Risk: medium. Adds a new LLM call path; failures should silently fall back to the existing retain behavior. Doesn't touch retrieval.

Why we DON'T port

For posterity, the patterns we examined and rejected as poor fits for a multi-client memory backend:

  • MEMORY.md always-loaded entrypoint with caps — their human-readable index of topic files. Our core_memory_blocks does the same job in a structured shape. Different surface, equivalent function; double-implementing would create two truths.
  • DreamTask forked-agent runtime — only works when one agent owns the memory directory and can fork a sub-agent against the same toolset. Doesn't generalize to a server with many concurrent clients, none of which "own" the corpus. Our consolidation is server-driven via run_consolidation_job + the autoDream-borrowed scheduling discipline; that's the right shape for our use case.
  • agentMemorySnapshot — single-agent warm-start. We track per-bank state in DB.
  • LLM-as-retrieval (Sonnet picks ≤5 from headers) — expensive per query, doesn't beat our BM25+vector+RRF at scale.

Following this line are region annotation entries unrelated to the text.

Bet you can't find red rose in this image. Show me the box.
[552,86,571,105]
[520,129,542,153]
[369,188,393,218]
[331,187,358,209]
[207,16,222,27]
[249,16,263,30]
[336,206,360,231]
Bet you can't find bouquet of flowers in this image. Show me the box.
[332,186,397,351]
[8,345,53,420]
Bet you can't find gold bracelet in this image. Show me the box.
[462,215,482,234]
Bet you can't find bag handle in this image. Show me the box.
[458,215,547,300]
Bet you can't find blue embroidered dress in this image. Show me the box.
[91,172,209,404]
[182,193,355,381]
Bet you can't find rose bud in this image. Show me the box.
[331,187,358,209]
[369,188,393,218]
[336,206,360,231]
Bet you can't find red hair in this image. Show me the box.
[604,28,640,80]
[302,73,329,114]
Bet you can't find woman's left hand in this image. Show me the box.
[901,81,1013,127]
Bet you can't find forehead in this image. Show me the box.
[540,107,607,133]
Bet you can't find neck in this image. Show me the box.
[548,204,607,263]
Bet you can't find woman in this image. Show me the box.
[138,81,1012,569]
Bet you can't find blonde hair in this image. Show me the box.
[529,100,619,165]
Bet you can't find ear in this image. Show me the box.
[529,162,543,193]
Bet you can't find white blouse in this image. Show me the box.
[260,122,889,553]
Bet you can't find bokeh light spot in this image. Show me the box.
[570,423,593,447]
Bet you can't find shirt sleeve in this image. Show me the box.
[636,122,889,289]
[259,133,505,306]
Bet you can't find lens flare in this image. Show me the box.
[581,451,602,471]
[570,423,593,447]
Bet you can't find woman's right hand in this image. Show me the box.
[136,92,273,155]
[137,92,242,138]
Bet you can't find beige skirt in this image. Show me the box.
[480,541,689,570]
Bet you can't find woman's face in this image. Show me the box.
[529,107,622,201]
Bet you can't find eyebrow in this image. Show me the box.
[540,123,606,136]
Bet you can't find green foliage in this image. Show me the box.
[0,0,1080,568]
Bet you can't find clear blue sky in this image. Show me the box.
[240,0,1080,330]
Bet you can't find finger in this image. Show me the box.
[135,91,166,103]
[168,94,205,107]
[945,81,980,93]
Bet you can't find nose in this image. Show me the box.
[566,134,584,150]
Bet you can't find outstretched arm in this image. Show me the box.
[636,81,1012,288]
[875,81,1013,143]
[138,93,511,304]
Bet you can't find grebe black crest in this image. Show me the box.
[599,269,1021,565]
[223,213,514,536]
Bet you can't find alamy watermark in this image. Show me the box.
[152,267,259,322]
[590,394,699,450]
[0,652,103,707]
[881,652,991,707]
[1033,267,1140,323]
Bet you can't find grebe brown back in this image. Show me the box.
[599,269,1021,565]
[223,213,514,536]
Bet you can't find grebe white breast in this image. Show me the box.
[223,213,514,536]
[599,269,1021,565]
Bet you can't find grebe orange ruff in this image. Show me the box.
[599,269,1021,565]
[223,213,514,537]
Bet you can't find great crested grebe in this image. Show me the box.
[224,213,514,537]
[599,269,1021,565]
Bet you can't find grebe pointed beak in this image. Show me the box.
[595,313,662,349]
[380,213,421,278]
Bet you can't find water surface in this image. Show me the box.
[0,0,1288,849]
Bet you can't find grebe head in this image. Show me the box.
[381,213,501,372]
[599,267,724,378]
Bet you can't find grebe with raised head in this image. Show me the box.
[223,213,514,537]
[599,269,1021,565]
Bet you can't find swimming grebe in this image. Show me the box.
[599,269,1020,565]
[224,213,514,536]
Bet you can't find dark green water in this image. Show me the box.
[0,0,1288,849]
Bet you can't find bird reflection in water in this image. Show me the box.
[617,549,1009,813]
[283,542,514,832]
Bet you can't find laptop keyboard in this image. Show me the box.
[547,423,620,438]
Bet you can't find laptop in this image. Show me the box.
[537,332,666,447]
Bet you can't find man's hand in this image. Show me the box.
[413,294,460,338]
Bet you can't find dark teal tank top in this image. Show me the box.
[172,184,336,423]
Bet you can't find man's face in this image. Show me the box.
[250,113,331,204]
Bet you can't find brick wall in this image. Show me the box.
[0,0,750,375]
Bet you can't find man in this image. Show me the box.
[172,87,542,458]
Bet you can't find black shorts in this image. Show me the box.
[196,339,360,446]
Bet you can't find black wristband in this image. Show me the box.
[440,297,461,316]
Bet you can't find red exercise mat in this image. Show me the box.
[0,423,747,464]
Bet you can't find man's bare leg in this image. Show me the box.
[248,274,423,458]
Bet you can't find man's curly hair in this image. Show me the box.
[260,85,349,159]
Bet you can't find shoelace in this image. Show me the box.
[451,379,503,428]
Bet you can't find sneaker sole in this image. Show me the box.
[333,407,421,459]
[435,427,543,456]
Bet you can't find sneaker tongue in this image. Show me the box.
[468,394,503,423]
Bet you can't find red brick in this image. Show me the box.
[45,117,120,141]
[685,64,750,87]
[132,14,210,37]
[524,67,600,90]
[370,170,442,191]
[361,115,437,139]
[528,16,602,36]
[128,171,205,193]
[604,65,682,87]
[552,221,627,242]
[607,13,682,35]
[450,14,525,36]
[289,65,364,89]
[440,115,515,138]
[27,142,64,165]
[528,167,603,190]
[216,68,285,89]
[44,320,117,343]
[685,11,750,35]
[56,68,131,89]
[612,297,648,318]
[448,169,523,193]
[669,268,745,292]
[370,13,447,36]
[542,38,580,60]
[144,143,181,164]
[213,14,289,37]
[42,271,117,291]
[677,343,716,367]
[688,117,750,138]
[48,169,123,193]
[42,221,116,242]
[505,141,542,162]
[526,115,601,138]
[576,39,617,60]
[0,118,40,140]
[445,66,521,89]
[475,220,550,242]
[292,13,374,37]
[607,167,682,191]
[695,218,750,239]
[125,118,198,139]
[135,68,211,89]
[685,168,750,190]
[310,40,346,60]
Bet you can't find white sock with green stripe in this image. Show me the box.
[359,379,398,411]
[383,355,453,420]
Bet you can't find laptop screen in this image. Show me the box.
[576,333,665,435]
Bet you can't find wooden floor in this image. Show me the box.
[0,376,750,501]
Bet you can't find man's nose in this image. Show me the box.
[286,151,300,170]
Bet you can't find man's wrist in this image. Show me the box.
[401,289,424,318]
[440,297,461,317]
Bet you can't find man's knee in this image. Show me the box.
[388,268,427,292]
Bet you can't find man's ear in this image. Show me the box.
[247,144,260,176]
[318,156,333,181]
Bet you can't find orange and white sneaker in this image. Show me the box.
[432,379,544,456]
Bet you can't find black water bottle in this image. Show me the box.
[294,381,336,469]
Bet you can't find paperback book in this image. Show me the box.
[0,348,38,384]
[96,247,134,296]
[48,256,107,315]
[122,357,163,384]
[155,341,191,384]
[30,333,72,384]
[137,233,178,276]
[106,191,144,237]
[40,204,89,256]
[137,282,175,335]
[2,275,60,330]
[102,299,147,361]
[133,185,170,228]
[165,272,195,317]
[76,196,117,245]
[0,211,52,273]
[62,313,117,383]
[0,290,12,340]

Acceptable when query volume is low and the corpus is small (Claude Code's case); not when many agents share one backend.
  • Boundary-marker compaction semantics — caller-driven version is already supported by summarize_and_offload. Explicit boundary semantics are a UX layer the client should add, not the engine.

Earlier follow-ups (still open)

  • Feedback signal tuning — the tanh / 5 saturation and ±5% bound in apply_combined_scoring are conservative defaults. Once real-world feedback data is available, sweep these against held-out recall benchmarks.
  • Validate against real Postgres + vchord — none of the engine ports have been run against a live database in this session. Code compiles, signatures align, but the alembic migrations + retain/recall integration paths need a smoke test before we make confident retrieval-quality claims.